Il risultato legale per i proprietari di attività commerciali probabilmente dipenderà dalle leggi dei vari Stati americani. Intanto, i politici di almeno sette Stati stanno provando a intervenire con richieste di leggi che impedirebbero agli assicuratori di escludere le pandemie dalle polizze. Ma anche se stratagemmi del genere avessero successo (un risultato dubbio, visto la rigidità della Costituzione degli Stati Uniti in materia di revisione dei contratti privati da parte del Governo) non è chiaro quanto le compagnie assicurative si possano permettere di pagare.

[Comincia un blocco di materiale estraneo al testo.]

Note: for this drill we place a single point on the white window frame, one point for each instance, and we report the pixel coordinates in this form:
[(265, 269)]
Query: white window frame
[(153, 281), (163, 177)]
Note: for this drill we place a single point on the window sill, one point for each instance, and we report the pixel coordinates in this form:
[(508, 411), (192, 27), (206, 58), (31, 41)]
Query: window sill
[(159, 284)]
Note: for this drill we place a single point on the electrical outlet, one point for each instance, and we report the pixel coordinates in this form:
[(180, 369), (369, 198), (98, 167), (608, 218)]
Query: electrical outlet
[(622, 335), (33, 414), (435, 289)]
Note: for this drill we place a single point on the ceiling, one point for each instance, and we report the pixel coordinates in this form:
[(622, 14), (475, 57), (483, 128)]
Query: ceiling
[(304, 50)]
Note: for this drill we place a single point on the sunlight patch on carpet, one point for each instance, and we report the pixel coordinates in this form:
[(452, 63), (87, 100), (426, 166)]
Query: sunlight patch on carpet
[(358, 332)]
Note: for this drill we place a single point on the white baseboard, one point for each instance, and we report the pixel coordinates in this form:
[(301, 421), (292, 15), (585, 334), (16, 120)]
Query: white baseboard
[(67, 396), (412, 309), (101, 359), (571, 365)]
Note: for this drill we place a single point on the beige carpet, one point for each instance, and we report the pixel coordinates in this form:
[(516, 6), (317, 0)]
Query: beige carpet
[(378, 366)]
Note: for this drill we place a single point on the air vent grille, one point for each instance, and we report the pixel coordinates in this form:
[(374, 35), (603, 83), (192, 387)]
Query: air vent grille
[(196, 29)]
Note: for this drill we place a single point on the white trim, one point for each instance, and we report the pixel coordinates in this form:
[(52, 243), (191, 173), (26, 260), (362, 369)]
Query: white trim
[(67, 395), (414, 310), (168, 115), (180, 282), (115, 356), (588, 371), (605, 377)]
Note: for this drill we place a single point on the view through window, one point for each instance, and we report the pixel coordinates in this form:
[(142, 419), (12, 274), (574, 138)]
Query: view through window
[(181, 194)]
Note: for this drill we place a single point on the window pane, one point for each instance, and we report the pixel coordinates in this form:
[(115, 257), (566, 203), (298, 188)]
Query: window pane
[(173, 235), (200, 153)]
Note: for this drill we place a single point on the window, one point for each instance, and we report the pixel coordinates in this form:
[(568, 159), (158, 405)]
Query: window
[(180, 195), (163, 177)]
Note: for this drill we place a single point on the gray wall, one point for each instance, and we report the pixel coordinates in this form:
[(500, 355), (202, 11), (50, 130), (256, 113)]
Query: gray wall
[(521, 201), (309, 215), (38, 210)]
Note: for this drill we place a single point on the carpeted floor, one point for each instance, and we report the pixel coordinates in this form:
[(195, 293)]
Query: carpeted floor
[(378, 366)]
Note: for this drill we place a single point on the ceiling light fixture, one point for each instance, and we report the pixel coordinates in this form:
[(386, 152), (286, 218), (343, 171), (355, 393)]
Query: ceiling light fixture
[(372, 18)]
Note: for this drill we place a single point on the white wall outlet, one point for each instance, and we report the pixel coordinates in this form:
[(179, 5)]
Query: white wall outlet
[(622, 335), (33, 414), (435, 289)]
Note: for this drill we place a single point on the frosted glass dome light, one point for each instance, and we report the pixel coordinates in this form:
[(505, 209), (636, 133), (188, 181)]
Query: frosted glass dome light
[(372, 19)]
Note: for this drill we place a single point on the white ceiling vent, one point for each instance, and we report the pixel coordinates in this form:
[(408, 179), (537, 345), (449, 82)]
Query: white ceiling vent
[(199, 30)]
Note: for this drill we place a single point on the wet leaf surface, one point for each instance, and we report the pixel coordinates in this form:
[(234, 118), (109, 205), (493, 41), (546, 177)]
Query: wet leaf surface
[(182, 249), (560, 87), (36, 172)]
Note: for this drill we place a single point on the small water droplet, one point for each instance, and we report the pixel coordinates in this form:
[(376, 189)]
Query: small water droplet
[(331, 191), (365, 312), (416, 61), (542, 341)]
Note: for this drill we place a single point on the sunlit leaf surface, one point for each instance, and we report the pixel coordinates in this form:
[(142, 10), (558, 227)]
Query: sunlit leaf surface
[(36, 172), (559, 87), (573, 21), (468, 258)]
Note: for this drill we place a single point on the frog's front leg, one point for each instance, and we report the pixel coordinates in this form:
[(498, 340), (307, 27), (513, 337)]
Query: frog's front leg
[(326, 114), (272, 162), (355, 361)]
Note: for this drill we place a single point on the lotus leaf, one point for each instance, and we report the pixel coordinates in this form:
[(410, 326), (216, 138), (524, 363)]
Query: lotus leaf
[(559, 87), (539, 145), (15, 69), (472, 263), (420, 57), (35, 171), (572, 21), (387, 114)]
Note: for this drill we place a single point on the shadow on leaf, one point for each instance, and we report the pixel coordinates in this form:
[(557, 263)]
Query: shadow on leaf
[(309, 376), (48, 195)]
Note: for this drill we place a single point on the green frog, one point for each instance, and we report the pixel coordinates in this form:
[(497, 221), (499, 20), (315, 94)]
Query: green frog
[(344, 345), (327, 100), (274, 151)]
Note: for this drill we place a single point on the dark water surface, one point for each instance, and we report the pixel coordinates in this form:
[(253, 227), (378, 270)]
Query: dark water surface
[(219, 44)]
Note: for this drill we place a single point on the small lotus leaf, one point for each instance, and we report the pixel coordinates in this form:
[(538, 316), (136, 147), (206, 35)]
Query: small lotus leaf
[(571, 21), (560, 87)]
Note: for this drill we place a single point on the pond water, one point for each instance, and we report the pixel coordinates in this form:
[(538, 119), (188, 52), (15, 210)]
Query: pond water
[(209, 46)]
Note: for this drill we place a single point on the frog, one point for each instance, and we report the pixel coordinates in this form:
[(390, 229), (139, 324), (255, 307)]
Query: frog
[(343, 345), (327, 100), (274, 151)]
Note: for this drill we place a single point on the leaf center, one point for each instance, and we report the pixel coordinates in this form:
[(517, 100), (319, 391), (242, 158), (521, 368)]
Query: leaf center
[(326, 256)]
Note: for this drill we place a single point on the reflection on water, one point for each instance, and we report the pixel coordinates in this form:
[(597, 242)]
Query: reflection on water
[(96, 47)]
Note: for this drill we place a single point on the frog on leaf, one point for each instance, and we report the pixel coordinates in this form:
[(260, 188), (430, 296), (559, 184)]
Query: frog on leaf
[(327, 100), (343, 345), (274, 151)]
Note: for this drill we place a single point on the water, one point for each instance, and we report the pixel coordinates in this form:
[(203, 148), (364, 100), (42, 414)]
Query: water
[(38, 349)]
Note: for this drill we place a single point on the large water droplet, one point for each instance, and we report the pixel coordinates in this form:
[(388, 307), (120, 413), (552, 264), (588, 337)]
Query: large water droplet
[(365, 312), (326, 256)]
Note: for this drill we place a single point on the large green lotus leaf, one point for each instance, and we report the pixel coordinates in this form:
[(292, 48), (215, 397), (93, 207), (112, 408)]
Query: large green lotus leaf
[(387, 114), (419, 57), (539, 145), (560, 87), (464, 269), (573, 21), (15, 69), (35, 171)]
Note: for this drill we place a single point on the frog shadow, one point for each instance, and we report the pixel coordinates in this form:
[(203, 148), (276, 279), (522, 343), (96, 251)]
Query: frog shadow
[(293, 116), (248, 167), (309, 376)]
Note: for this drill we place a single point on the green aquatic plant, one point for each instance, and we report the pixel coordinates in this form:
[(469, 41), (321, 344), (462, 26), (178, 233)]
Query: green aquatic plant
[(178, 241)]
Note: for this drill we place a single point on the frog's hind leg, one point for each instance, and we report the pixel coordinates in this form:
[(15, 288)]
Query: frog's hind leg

Gli esperti dicono che il costo sarà molto più alto delle cause contro l’amianto e i siti contaminati, che sono costate centinaia di miliardi di dollari alle assicurazioni. “In quanto ai dollari che ci sono in ballo, è una situazione senza precedenti”, dice Abraham.

 

Secondo l’avvocato assicurativo Michael Menapace, le compagnie americane (compresi i riassicuratori che le aiutano e i retrocessionari che li supportano a loro volta) al momento hanno in mano una riserva da 770 mld di dollari, una somma che secondo lui verrebbe spazzolata in tre o quattro mesi se i tribunali ordinassero alle assicurazioni di pagare tutti i reclami delle aziende. Un grande terremoto o un uragano andrebbero a pesare ancora di più sull’industria, dice Menapace.

 

Questo spiega perché le compagnie assicurative hanno provato a proteggersi dal pagamento dei danni della pandemia. L’industria è ben equipaggiata per pagare in caso di gravi disastri o per vicissitudini come quella dell’amianto, per le quali si può impostare una copertura lenta, spalmata su diversi anni. Ma non può coprire quelli che la gente del mestiere chiama “rischi collaterali” come i danni provocati dalla guerra
(o dal Covid-19) che possono impattare su milioni di persone allo stesso tempo.

 

Un avvocato di Chicago, Teresa Snider, suggerisce che la pandemia potrebbe portare a un risultato simile a quello successivo all’11 settembre 2001, con il governo federale che crea un nuovo sistema in cui il Tesoro statunitense possa aiutare le compagnie a pagare per future pandemie.

 

Nel frattempo, dice, il dibattito sulla copertura richiederà anni, per essere risolto. Questo non sarà di conforto ai lavoratori del teatro dell’Indiana, per i quali un immediato rimborso assicurativo avrebbe probabilmente offerto un po’ di protezione dalle conseguenze della disoccupazione.